Au Bahreïn, une équipe d'élite et un gros chèque sur la table
"Attaque de Vincenzo Nibali au pied du mont Ventoux, il est suivi par deux équipiers de sa formation Bahrein-Merida." Voilà ce qu'on entendra peut-être sur le Tour de France 2017. Le prince bahreïni Nasser Ben Hamad Al-Khalifa, fils aîné de la deuxième femme de l'émir, travaille depuis plusieurs mois à la formation d'une équipe de haut niveau. Peu d'informations ont filtré, mais on connaît le nom de son leader, l'Italien Vincenzo Nibali, vainqueur du Tour de France 2014, plusieurs de ses coéquipiers et son budget : environ 15 millions d'euros, ce qui la classe en milieu de tableau de l'élite. Une paille pour la famille Al-Khalifa, assise sur une fortune estimée à 3 milliards d'euros.

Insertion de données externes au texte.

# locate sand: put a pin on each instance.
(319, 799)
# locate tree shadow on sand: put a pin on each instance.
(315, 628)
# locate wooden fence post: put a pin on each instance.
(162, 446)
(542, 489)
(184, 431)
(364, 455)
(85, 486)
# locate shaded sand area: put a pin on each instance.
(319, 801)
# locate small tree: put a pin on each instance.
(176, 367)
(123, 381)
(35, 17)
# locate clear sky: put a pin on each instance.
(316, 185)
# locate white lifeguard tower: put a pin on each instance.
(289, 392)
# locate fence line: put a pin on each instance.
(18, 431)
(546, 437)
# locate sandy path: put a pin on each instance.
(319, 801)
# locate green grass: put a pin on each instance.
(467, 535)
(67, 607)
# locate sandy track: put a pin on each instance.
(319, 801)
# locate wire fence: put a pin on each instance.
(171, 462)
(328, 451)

Si l'objectif est de faire de la bonne publicité pour le pays, le résultat n'est pas garanti. Le fan de cyclisme connaît déjà les équipes Astana (du nom de la capitale du Kazakhstan) et Katusha (l'équipe du pouvoir russe), qui s'est elle-même baptisée du nom des "orgues de Staline" – ces lance-roquettes multiples utilisés par les Soviétiques durant la seconde guerre mondiale. Mais la création de ces équipes n'a pas bouleversé la perception de ces pays à l'étranger.

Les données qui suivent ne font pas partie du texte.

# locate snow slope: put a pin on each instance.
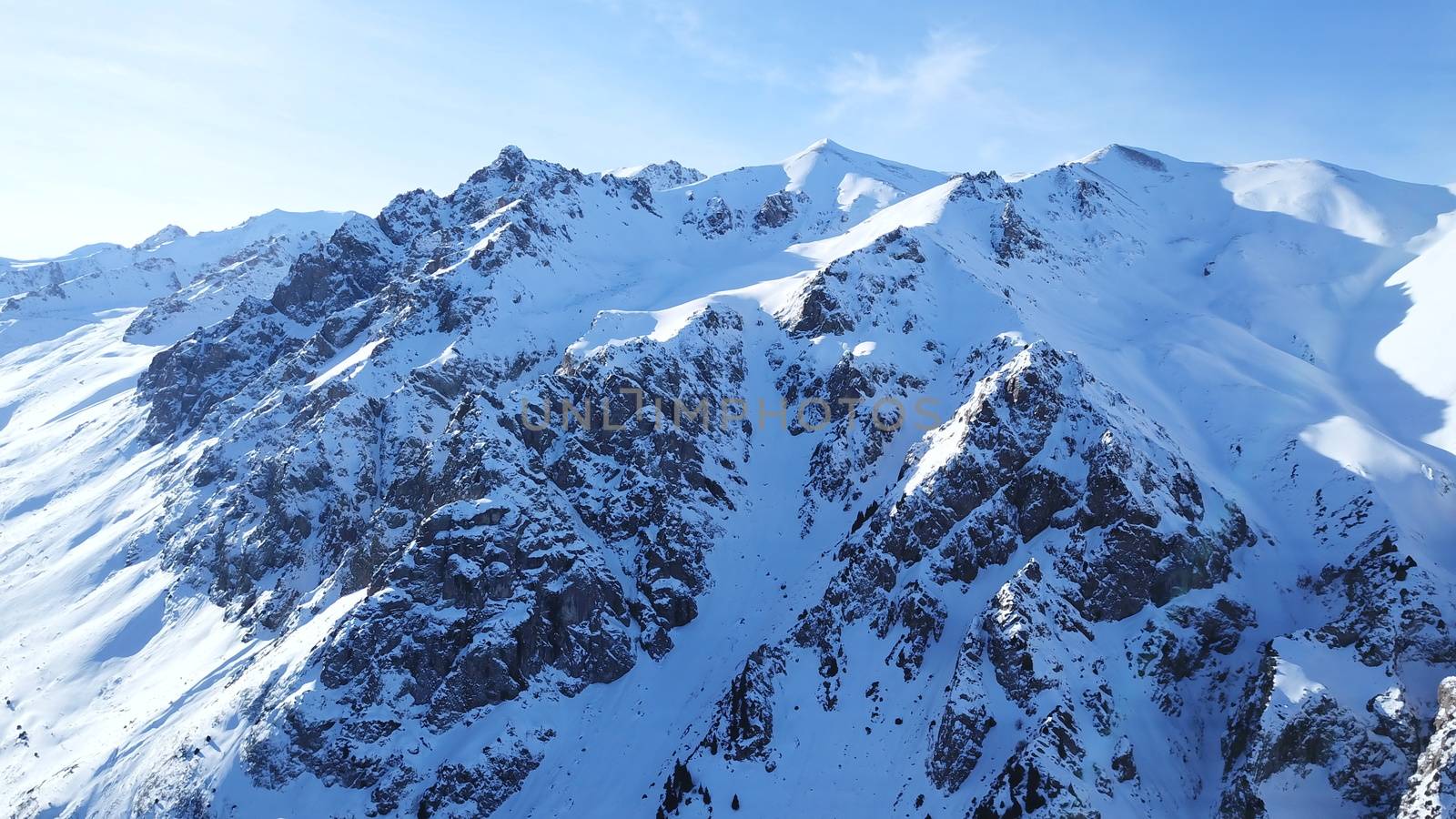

En revanche, à l'annonce de la création d'une équipe bahreïnie, les ONG de défense des droits de l'homme ont pris la mouche. Leurs avocats ont exhumé le passé trouble du prince, accusé d'avoir torturé en personne des opposants lors de la déclinaison bahreïnie du printemps arabe, maté dans le sang dans l'archipel. Le co-sponsor, la marque de vélos taïwanaise Merida, parle sur son site "d'accusations infondées et faisant partie d'une campagne de dénigrement contre le prince Nasser".
Des associations d'exilés bahreïnis envisagent même de perturber le déroulement du prochain Tour de France en représailles. Tous les regards se sont tournés vers l'UCI, qui en vertu de son code éthique pourrait bloquer le processus d'admission de Bahreïn-Merida. Le conditionnel est de rigueur. Le président de l'Union cycliste internationale, le Britannique Brian Cookson, a déjà ouvert en grand le parapluie dans une interview à Velonews (en anglais) : "Si ça ne concerne pas le sport, ce n'est pas notre problème." L'UCI peut-elle vraiment fermer la porte à un milliardaire dans un sport exsangue financièrement et dont deux mécènes – le Suisse Michel Thétaz et le Russe Oleg Tinkov – viennent de se retirer ? La réponse est dans la question.